Sometimes, an artist is lucky and they have a partner that can do much of 50% for finding homes for artwork. I am not so fortunate and know that if homes are to be found, this task falls on squarely on my shoulders and it can be done from a small island off the southwest coast of Canada where the number of paintings painted continues and the number of paintings sold increases year over year, even during the pandemic. The Ukrainian war might change this but my strategy and fallback scenarios are already developed and being implemented to sustainably weather what appears to be a worldwide unraveling on many levels…. And the painting shall continue as long as I am able to paint.
50/50 in time spent is an interesting viewpoint. The social media aspect of finding homes for my art can seem daunting yet necessary to maintain motivation for creating. Thank you for putting a boundary around it.

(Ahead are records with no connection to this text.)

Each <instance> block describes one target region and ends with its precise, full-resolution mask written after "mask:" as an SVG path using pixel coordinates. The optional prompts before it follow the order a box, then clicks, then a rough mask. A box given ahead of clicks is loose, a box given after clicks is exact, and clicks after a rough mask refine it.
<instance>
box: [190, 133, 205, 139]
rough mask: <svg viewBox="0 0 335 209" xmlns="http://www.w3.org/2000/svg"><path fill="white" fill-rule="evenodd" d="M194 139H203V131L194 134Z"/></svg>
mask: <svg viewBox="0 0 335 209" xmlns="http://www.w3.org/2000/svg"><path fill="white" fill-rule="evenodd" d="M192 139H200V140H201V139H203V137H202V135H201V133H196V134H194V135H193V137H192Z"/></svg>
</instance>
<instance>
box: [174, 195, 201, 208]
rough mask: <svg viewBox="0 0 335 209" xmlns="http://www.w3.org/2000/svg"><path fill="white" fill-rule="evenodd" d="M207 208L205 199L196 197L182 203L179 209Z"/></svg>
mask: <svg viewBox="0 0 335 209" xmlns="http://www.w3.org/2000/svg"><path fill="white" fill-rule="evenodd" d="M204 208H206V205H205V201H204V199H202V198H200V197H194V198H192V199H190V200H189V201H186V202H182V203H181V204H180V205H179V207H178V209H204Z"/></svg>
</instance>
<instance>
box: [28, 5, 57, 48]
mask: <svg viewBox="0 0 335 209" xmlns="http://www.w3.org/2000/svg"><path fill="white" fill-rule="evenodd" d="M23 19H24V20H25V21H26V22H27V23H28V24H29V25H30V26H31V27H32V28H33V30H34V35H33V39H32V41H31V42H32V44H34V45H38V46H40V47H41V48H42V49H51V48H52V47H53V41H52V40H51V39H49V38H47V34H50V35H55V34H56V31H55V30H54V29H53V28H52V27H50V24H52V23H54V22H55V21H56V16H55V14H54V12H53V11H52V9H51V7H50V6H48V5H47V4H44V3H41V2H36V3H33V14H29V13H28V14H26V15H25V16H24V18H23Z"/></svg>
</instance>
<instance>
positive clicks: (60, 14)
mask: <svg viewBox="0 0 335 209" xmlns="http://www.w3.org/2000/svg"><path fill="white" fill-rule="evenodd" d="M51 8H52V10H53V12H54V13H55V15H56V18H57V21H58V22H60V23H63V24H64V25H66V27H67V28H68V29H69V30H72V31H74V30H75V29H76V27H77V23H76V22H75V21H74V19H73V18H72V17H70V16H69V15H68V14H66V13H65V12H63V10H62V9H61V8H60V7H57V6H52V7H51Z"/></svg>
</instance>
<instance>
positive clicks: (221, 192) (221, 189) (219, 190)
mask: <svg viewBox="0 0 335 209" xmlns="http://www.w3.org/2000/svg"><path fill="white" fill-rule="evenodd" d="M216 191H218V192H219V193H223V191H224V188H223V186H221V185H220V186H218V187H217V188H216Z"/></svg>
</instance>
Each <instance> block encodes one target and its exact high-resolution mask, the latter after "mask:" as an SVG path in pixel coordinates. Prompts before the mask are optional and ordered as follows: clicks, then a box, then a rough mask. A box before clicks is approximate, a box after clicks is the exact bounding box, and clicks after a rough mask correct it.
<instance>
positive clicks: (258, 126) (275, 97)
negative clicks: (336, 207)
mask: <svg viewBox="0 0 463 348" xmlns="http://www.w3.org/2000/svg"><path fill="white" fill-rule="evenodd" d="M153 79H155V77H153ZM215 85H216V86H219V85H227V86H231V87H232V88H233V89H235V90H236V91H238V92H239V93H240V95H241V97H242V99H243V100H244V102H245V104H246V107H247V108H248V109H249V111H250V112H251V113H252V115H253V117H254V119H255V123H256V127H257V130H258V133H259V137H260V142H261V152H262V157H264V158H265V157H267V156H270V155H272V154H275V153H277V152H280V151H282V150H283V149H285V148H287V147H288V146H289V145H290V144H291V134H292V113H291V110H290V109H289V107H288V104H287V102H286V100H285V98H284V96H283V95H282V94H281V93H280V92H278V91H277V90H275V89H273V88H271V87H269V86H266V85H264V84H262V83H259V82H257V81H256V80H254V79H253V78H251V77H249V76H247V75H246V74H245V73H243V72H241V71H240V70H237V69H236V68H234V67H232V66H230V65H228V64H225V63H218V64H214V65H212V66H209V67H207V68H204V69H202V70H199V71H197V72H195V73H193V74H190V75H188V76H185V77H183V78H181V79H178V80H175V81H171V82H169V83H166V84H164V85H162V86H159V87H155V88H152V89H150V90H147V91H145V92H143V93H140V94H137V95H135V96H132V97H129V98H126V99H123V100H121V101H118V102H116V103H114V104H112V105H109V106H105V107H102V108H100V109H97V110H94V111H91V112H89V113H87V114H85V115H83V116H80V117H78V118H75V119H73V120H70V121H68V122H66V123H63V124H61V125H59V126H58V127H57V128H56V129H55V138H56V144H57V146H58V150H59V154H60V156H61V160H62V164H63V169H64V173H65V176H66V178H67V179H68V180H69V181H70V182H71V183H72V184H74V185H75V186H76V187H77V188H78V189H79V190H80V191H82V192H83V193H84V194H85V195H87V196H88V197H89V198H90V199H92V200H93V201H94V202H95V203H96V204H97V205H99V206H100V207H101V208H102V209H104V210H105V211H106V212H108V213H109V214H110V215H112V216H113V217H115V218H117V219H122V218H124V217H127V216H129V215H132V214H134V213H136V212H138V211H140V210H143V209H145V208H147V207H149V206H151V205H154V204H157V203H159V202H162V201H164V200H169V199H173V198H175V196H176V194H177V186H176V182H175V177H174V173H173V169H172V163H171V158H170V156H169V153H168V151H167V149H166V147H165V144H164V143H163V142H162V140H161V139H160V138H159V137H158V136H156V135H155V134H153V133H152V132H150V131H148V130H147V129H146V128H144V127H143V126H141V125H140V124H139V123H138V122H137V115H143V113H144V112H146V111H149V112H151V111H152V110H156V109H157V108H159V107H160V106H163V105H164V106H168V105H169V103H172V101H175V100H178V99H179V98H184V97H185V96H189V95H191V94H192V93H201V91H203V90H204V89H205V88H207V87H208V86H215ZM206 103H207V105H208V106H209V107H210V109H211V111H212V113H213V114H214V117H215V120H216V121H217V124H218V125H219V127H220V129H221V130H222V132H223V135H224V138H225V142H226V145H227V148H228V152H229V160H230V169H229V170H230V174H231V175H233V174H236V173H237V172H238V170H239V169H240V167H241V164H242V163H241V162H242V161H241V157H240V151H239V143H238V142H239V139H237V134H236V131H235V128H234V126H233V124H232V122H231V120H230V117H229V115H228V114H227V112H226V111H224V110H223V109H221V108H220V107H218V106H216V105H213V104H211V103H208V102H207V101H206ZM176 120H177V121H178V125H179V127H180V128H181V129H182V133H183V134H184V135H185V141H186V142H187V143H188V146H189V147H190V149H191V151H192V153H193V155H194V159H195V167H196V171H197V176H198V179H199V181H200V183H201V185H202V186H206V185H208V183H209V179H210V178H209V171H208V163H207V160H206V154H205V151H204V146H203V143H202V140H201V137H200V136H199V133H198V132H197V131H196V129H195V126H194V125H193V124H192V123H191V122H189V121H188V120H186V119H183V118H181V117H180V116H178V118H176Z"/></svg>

Every time I am painting I ponder all these questions to myself. I have become a reclusive painter in the last few years instead of a “social painter” who didn’t put anything on canvas without it being scrutinized by fellow painters on some level. I wouldn’t consider myself painting in obscurity since what I paint does get put on the market. Perhaps people do remember me, not sure, I cancelled out of social media and never go anywhere, not pandemic reasons, just how life is now. I feel a sense of calm in knowing I paint for the physical me now, and not the ego image me. Not competing against others. Not painting to hope to walk across a stage and get a trophy. Nope, in the musically set studio I take a deep breath and let the painting take me to where ever it must go. So much better. Great letter, Sara, thank you!!
No more market place for me. Not too successful there as I was never comfortable with it . Now I paint for me alone and it is just fine. Freeing in fact. Do like to share with friends and family.
I have been painting and illustrating for 20 years and this year have gone back into my studio to explore sculpting. I am in my 50s and feel that it will to ake many more years for me to be where I want to be artistically and that’s ok. This article offers validation of my quiet work in my own relative darkness. I do hope to have my art recognized in time. My mother lives to be 93;years old and I hope to have many years ahead to play and explore.